EDIT: I missed the line about being able to put the OVPN into Linux NetworkManager and it working. That makes it more likely that the provider actually uses OpenVPN, and stranger that it doesn't work on Windows. There might be a missing certificate authority - that is, Windows might not trust the certificate the server uses where NetworkManager either does or just doesn't complain - in which case you need to find the relevant CA certificate and install it as trusted in Windows or else convince OpenSSL to trust the leaf certificate directly. Or there might actually be a missing client cert, which is indeed usually a .p12 file but might have some other extension like .PFX. It could even be a .PEM or .CER or similar, possibly with a separate file containing the private key.
There are many different ways to build a VPN connection, and they are not compatible! At a minimum, you need to use a VPN protocol that your provider supports, which is quite possibly not the one OpenVPN supports. OpenVPN security is based on TLS (same protocol used to secure HTTPS), and tunnels the traffic through its own protocol. Other VPN programs use different means of establishing and securing a tunnel, such as PPTP, L2TP, SSTP, etc.
There's also the question of authentication. While OpenVPN supports many forms of authentication, the way it presents its credentials to the server may be different from what the server expects. You say you think you need a "client certificate", but even if that's correct, and even if you got the correct certificate, OpenVPN might not present it to the server in the way the server expects. The OpenVPN client could also just be confusing the server's error response for something else.
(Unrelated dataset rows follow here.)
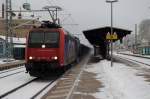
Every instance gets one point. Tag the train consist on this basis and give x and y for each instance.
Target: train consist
(50, 47)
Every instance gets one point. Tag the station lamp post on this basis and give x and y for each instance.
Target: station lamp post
(111, 2)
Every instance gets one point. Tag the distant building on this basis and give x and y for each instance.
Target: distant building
(16, 42)
(20, 26)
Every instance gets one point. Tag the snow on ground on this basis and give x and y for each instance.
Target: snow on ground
(140, 59)
(4, 60)
(120, 82)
Finally, there's the question of credentials. If the official client bundles a secret key of some sort (such as the private key corresponding to a client certificate), you'll never be able to make your own client work without obtaining that key. Creating your own certificate certainly won't work, any more than logging into somebody else's Gmail by making up your own password for them would work.
Your best bet at this point, if you don't want to use the official client, is to look for instructions on using your own client. They might use a protocol built into many operating systems (like L2TP/IPsec, which is supported out of the box on Windows and easily configurable on Linux, not sure about MacOS). They might actually use OpenVPN, and have specific instructions for how to obtain the required certificate. They might use something weird but which there nonetheless exists a third-party (ideally open-source) implementation of that you can use.
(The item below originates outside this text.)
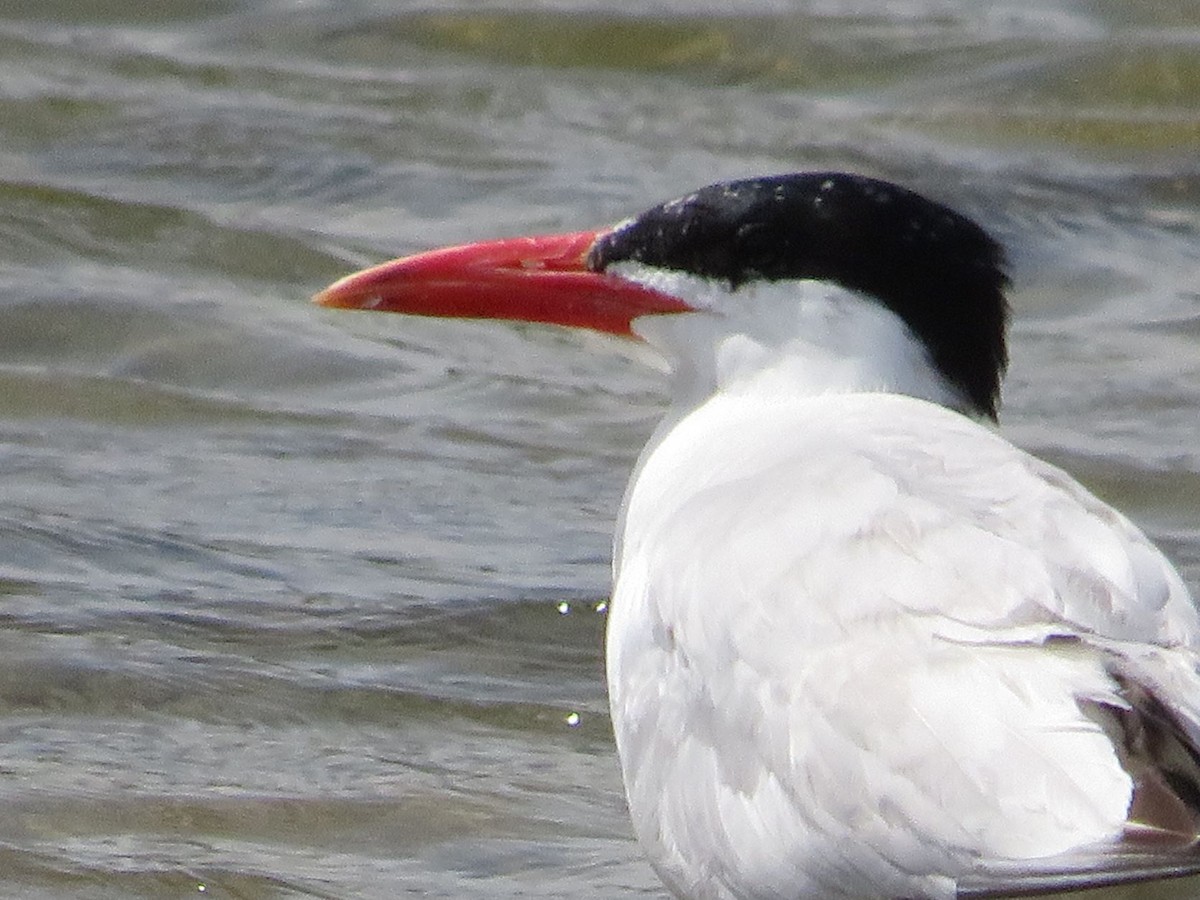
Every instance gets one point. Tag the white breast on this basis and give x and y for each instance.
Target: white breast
(832, 652)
One option is of course to just search the internet for references to using that company's VPN service without the official client, or with a particular client. Another option is to look up the instructions for using the service on other platforms, such as Linux or iOS, and see what software they say to use; even if you're on Windows that software might exist for Windows or you might be able to simply follow the provided steps using Windows' built-in VPN support.
Since you didn't provide any information about the VPN provider or their official client, we can't really be more specific than that.